In other words, the condition of possibility of the work of art’s presence became a phenomenological determination of the exhibitive space, besides being a condition of the ontological viability of the work of art’s public situation. We might also add, in a more radical formulation: in hypermodernity, the exhibitive space has taken the place of the frame, or of the work’s outer edge, allowing for its extension up to the limits of the exhibitive condition, which, we are aware, can extend itself into the broad (widened) field of the territory – as a three-dimensional version of cinema, rather than a further dimension of architecture.  

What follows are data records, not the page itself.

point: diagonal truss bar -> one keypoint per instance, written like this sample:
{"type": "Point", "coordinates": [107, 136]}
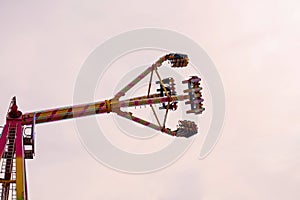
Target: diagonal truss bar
{"type": "Point", "coordinates": [145, 123]}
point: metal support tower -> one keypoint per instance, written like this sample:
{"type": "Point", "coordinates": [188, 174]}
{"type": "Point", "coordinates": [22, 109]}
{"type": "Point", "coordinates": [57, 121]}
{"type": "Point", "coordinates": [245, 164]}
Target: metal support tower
{"type": "Point", "coordinates": [16, 144]}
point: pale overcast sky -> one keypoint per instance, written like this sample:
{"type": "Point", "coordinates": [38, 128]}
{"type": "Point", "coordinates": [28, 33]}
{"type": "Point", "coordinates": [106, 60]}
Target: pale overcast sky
{"type": "Point", "coordinates": [255, 46]}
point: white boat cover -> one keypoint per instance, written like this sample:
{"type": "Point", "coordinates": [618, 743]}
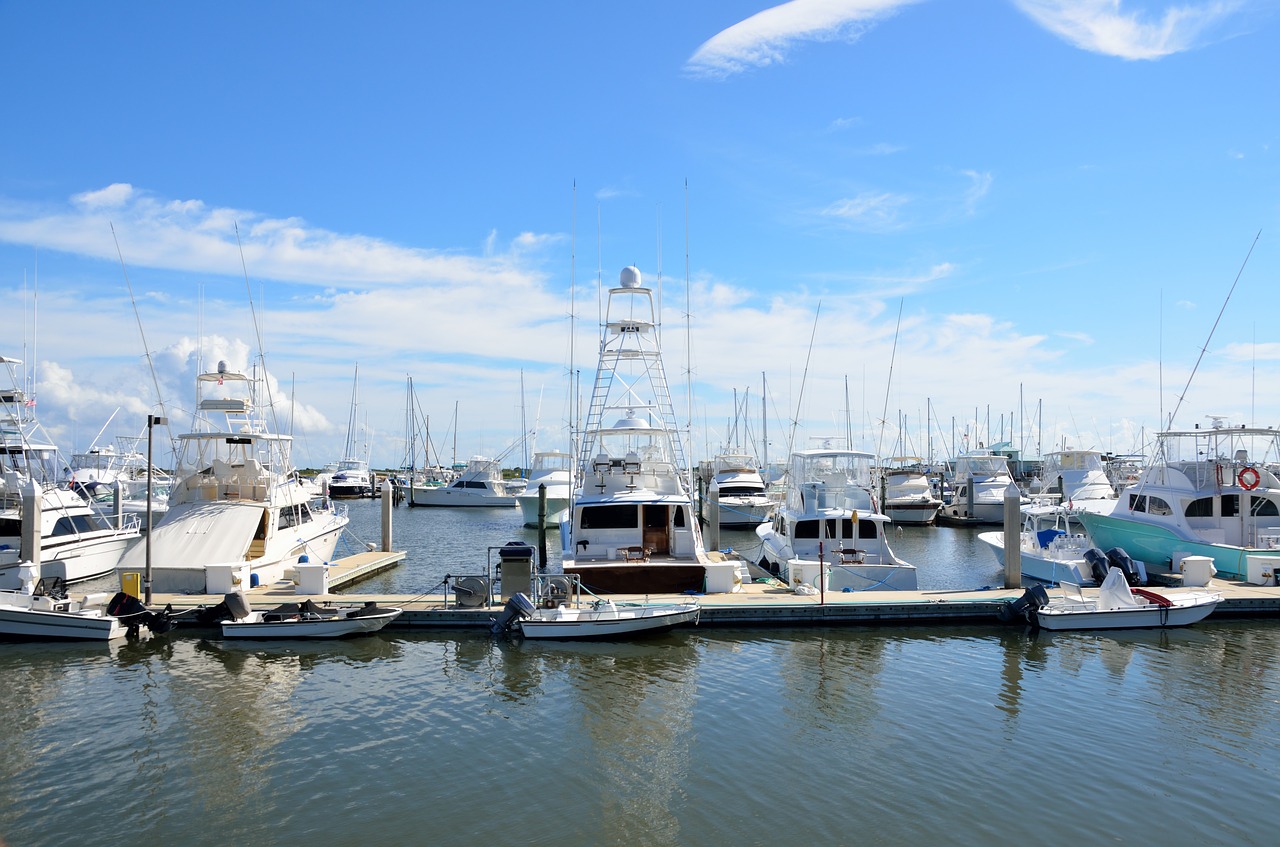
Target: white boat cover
{"type": "Point", "coordinates": [1114, 593]}
{"type": "Point", "coordinates": [199, 534]}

Thus, the decision of returning to a delimited space within the exhibitive space corresponds to a possibility of archaeologically restoring a circumscribed exhibitive condition, as an essay – in the Kirkegaardian sense –, a repetition of a situation that denotes a standard procedure. This particular condition of the Empty Cube project is part of an attempt at rethinking the performative quality of a space, whose existence deeply relies on an ephemerality that heightens its quality of event.   

These two conditions – the cabinet d’amateur-like construction of a space within a space (with all the Perec references it inspires), which causes the project to be separated from contact with the gallery, and the situation’s ephemerality – turn the exhibitive problem into a performative issue.  

In other words: the development of a structure that was thought, conceived and developed so that it could be installed and removed in a (very) short time frame implies an emphasis on the performative quality of the exhibitive space itself, since it is its very performance as an element that transcends the artistic process that comes under scrutiny here. On the other hand, it becomes a machine for generating relations and sharing, in terms of its condition as an event.

It is in this sense that its condition as a micro-event invokes a set of social and collective protocols concerning the fleeting disclosure of the development of a physical space, of its potential as a field of intervention possibilities, but also of re-equating the place under the sign of “as if” (as if the space were real, as if it were permanent, as if it were a re-edition of its historical models, etc.).
That is why the Empty Cube project is one of the most ambitious, clear, synthetic and focused artistic projects in my knowledge: because the temporary fiction of a community of sharing it defines combines the constructive elegance of its exact faktura with the event’s performative ability.